U.S. natural gas futures soared over 60% in the last half hour of trading on Jan. 27, in a late flurry of buying that coincided with the imminent expiration of the February contract at the end of the session.
The contract ultimately ended up about 47% in their biggest daily percentage gain on record—but on total volume of just about 7,000 contracts, far below the next-month contract that rose a more typical 6.1% on 156,000 contracts traded. On average, about 336,000 futures contracts traded on a daily basis on the Nymex this week.
Traders cited short-covering after a larger-than-usual weekly storage draw and forecasts for colder-than-normal weather to continue through mid-February.
“Most folks are not playing in that contract ... because of the craziness that goes on when these contracts go to expiration,” said John Kilduff, partner at Again Capital LLC in New York. “There is no doubt that people have gotten caught short.”
On their last day as the front month, gas futures for February delivery rose $1.988, or 46.5%, to settle at $6.265 per MMBtu, the highest close since October 2021.
Futures contracts expire on a monthly basis, and the holders of that contract are required to take delivery of the underlying commodity, be it natural gas, oil or something else.
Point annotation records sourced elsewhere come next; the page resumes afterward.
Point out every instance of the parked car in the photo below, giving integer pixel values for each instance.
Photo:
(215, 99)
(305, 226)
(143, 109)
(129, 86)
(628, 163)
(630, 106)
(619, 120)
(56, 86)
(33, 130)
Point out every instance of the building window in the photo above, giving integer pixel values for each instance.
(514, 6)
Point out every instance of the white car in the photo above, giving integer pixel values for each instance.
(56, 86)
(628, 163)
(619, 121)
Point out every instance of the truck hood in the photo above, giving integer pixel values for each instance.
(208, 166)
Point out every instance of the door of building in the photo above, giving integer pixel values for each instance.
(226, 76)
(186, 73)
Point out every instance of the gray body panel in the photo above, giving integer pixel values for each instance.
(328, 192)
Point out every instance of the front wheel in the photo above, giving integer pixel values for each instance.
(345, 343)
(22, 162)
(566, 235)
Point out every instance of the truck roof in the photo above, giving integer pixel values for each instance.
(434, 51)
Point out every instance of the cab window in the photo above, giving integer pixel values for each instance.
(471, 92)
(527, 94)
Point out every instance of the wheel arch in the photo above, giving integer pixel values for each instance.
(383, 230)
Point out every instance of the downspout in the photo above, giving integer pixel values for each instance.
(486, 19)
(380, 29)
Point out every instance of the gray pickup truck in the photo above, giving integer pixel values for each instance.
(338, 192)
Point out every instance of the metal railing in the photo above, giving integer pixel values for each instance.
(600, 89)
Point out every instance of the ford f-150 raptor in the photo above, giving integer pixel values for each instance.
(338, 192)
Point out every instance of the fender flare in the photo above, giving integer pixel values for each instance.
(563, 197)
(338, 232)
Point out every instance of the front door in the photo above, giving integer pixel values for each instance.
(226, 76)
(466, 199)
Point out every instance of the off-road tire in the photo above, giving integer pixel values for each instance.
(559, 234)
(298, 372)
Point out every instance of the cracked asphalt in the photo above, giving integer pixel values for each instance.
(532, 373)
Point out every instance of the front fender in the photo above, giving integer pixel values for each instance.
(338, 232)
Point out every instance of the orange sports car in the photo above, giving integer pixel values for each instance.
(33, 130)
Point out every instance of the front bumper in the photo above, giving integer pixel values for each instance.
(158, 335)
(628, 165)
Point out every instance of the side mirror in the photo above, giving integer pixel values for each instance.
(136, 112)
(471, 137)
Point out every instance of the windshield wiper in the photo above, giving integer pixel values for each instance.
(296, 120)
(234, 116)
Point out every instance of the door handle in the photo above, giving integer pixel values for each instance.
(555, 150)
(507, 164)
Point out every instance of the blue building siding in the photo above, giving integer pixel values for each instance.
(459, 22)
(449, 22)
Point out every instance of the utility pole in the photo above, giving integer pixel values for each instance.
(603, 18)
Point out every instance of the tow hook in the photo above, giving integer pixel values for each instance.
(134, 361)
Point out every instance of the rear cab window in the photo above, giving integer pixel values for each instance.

Often, volumes decline in the expiring contract, as people close out positions in advance to avoid unexpected volatility.
“That is why the clearinghouses usually chase those of us who don’t do physical trade out of the market long before the expiration,” Kilduff said.
The flurry of action suggested an attempt by traders to take advantage of thin volumes rather than a changed assessment of market fundamentals.
“Short sellers may have gotten squeezed out ahead of February expiration,” said Edward Moya, senior market analyst at OANDA. “Many hedge funds were betting natural gas would go up as frigid weather sent demand soaring, but money managers were short.”
Officials at the Nymex were not immediately available for comment.
Traders said the price increase came after the latest midday weather forecast called for even colder weather over the next two weeks than was previously expected.
“Near-term weather models were revised significantly colder,” said John Abeln, senior analyst, natural gas research at Refinitiv. “The prospect of a much colder February and very low volume in the last day of the February contract trading were perfect ingredients for explosive volatility.”
In the spot market, frigid weather and high heating demand over the past week or so in the U.S. Northeast have kept next-day power and gas prices in New York and New England at or near their highest levels since January 2018.
“The market finally woke up to the fact that last week was the largest natural gas draw of the year and weather this week points to another large draw in the report next Thursday,” said one energy trader who asked to remain anonymous.
The U.S. Energy Information Administration (EIA) said utilities pulled 219 Bcf of gas from storage during the cold week ended Jan. 21, the biggest weekly withdrawal since last year’s February freeze cut gas supplies by freezing wells and pipes in Texas and other central states.